Próxima paragem: Mesquita Central de Lisboa e, novamente, um marco diferente desta tomada de posse. Marcelo reuniu 18 confissões religiosas, numa cerimónia breve, mas concorrida.

De repente, à saída, a voz de  um homem repetindo  "Não se esqueça, senhor Presidente, não se esqueça". 

É Carlos Coelho, 77 anos, viúvo, não sabe ler nem escrever. Apresentou-se assim, a chorar, depois da súplica que fez ao PR. A reforma miserável, o complemento solidário para idosos que perdeu com a austeridade, o ter de ajudar a filha e os netos denunciaram um homem assumidamente desesperado. 

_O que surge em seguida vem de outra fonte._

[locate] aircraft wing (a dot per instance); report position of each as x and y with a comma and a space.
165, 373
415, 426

Não hoje, certamente, dia de agenda preenchida até de noite, com sete mini concertos, nos Paços do Concelho, onde Marcelo compareceu com a sua boina habitual. O hino outra vez, agora pela voz de Mariza. A imprevista queda de Anselmo Ralph nas escadas a subir para o balco, de frente para o Presidente. Passou e   o PR fartou-se de cantarolar. 

Antes, no Palácio da Ajuda, tudo controlado no formalismo que a cerimónia vedada aos jornalistas impõe. Um entra e sai. E muito frio. Cavaco Silva despede-se com as insígnias ao peito. Fecha um capítulo.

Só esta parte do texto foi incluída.